Don’t Mourn—Organize! Songs of Labor Songwriter Joe Hill (1990)
12. “The White Slave” (words: Joe Hill, music: “Meet Me Tonight in Dreamland” / 1913)
Alfred Esteban Cortez – vocals
Recorded by Carlos Cortez, 29 October 1953 in South Milwaukee, Wisconsin.
Digitally remastered by Air Show, Springfield, Virginia.
This song emphasizes the economic base of prostitution in contrast to sentimental treatments of the subject in other popular songs of the time. Joe Hill borrowed a love song and wrote about a prostitute; in contrast, in “The Rebel Girl” (for which he is credited as composer as well as lyricist) he took the tune of a song about a prostitute and wrote a song of his respect for the women in the I.W.W.
Alfred Cortez (1880-1961), born in Mazatlan, Mexico, joined the I.W.W. in 1916. Among the songs in his repertoire were many of Joe Hill’s songs, which Cortez played on harmonica as well as sang. His son Carlos Cortez has remained active with the I.W.W. as an artist and a writer for The Industrial Worker. Carlos remembers as a child that people used to come from miles around to ask his father to sing but that when his father recorded this song at the age of seventy-three, “his voice was long past its prime.” Alfred Cortez sang these songs for over forty years, and his is the voice of one of Joe Hill’s contemporaries.

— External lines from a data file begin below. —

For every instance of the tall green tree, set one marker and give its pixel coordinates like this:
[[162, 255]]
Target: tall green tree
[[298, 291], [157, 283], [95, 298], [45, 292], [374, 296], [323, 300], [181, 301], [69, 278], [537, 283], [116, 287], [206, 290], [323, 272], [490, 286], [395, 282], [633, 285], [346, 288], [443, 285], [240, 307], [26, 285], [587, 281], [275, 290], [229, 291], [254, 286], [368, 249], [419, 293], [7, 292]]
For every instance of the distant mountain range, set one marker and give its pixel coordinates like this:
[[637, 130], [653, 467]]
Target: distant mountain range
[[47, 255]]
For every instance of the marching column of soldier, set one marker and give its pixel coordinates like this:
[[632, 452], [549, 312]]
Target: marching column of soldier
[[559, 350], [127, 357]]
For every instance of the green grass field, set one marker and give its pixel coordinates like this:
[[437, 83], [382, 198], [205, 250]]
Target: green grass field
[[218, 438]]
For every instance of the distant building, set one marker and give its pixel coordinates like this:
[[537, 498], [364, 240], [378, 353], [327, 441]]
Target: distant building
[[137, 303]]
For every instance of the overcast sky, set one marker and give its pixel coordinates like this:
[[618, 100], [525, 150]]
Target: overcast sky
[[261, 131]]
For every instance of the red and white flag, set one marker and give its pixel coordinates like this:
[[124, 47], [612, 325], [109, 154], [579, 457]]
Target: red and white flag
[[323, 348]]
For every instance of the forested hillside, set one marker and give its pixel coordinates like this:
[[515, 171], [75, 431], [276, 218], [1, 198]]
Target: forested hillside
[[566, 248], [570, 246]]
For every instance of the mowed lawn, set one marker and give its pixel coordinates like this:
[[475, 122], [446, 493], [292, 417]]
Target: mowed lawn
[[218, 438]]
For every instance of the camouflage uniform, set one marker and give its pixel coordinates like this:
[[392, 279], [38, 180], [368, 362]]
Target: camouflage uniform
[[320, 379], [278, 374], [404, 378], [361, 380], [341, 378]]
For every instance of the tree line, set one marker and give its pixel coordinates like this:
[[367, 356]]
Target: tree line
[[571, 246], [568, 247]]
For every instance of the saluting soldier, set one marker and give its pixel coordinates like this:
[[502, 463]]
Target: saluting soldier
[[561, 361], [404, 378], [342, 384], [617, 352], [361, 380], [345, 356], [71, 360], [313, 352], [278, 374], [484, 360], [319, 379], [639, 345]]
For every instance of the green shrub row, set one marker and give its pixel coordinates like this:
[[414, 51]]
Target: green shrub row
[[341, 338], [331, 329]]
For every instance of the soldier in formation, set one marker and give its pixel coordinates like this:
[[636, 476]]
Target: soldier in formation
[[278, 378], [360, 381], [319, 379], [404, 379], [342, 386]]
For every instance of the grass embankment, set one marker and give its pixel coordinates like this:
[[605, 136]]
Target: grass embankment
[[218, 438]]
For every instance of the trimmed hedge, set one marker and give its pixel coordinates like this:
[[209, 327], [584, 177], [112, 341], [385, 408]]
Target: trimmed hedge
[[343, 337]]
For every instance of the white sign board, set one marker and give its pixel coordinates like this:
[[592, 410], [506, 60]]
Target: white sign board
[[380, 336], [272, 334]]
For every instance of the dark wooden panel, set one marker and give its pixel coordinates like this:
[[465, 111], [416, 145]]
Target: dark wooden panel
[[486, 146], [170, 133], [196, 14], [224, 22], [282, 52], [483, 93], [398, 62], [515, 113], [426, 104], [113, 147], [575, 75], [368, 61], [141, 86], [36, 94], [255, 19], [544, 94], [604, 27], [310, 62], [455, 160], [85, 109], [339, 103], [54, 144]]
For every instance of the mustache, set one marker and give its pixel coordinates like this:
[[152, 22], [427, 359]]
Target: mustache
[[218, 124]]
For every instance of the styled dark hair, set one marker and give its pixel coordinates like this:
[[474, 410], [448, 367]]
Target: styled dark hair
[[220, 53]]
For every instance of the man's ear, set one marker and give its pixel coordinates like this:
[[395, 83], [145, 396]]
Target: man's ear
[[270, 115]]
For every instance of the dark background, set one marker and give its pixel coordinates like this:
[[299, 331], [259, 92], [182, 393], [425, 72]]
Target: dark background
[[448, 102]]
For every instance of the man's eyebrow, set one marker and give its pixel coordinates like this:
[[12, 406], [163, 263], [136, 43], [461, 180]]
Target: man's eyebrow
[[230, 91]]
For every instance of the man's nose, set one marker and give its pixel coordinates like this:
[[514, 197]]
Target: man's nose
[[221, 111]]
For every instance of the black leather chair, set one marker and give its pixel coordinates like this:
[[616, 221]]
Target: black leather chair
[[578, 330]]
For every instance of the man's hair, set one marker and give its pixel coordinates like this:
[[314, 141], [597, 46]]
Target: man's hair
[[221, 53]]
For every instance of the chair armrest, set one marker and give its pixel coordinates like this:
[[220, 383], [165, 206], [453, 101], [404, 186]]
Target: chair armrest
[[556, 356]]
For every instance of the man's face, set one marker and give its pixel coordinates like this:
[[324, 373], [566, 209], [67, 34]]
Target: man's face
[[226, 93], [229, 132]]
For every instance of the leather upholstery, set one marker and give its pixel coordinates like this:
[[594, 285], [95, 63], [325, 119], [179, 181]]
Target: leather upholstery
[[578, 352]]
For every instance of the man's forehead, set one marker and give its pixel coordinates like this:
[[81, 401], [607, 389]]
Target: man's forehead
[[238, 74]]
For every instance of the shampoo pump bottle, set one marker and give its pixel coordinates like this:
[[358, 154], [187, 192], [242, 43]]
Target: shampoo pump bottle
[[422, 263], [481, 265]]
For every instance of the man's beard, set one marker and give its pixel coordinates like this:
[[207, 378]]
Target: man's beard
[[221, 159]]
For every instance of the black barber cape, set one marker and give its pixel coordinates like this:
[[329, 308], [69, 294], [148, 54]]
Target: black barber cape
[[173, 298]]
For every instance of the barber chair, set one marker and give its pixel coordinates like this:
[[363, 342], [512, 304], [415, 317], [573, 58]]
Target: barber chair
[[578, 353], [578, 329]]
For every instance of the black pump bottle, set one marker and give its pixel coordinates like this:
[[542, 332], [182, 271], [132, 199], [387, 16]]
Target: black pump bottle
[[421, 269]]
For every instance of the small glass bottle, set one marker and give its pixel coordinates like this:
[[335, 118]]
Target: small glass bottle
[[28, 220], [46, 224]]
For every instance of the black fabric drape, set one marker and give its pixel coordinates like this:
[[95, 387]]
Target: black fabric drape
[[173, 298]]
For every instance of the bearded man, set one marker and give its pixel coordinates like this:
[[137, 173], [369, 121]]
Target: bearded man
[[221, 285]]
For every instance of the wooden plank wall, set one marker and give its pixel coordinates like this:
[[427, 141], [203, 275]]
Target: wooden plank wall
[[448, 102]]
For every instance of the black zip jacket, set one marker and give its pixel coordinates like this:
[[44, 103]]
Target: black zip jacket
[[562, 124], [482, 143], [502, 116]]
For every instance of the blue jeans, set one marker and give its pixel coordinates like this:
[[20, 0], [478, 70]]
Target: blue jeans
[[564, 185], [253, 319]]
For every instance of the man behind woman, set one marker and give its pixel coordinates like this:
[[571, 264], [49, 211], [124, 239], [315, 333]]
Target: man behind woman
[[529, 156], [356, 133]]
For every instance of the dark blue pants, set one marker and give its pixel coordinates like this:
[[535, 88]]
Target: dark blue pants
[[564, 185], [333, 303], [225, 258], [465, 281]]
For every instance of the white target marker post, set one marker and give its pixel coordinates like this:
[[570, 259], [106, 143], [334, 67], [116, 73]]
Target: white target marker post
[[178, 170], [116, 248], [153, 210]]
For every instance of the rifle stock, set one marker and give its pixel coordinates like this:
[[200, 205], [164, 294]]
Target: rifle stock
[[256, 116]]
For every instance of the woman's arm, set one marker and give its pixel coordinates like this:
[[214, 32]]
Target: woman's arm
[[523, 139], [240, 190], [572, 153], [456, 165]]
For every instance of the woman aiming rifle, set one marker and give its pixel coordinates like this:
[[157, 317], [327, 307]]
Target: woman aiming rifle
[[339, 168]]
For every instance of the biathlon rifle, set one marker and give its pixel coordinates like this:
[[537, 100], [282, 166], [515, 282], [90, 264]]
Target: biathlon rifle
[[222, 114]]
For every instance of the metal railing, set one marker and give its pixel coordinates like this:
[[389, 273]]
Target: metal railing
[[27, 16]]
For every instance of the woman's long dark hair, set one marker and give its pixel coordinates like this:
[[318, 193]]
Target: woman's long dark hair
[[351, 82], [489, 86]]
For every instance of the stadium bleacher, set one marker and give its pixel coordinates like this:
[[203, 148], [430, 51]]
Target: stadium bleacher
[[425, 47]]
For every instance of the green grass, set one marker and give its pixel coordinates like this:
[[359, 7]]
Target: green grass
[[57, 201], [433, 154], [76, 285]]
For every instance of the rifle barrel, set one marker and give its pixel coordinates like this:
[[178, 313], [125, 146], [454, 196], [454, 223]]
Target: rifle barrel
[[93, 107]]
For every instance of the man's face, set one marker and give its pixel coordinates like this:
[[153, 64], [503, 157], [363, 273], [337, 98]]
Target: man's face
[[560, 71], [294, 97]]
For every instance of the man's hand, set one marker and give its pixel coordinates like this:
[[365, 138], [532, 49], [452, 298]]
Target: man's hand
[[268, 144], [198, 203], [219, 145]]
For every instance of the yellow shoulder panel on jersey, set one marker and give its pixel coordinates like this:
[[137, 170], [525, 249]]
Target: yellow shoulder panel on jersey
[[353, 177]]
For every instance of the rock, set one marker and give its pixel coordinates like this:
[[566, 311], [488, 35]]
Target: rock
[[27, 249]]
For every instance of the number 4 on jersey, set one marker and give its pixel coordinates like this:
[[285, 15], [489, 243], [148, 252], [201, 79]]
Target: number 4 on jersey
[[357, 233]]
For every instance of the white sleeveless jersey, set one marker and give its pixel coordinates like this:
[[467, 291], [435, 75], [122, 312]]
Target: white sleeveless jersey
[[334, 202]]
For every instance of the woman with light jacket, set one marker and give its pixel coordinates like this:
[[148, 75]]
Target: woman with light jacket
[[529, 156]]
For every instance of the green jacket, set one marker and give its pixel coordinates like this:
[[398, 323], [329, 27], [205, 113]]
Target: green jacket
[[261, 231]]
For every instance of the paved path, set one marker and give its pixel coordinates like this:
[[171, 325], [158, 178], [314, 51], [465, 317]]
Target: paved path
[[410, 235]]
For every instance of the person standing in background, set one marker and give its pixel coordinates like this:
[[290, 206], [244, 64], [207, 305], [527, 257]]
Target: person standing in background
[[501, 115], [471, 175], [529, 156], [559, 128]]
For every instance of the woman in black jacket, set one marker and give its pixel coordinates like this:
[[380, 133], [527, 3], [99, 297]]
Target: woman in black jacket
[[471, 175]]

One little girl, fair as a pearl,
Worked every day in the laundry;
All that she made for food she paid,
So she slept on a park bench so soundly;
An old procuress spied her there,
She came and whispered in her ear:
Come with me now my girly,
Don’t sleep out in the cold;
Your face and tresses curly
Will bring you fame and gold,
Automobiles to ride in, diamonds and silks to wear
You’ll be a star bright, down in the red light,
You’ll made your fortune there.
Same little girl, no more a pearl,
Walk all alone ‘long the river,
Five years have flown, her health is gone,
She would look at the water and shiver,
Whene’er she’d stop to rest and sleep,
She’d hear a voice call from the deep:
Girls in this way, fall every day,
And have been falling for ages,
Who is to blame? You know his name,
It’s the boss that pays starvation wages,
A homeless girl can always hear
Temptation calling everywhere.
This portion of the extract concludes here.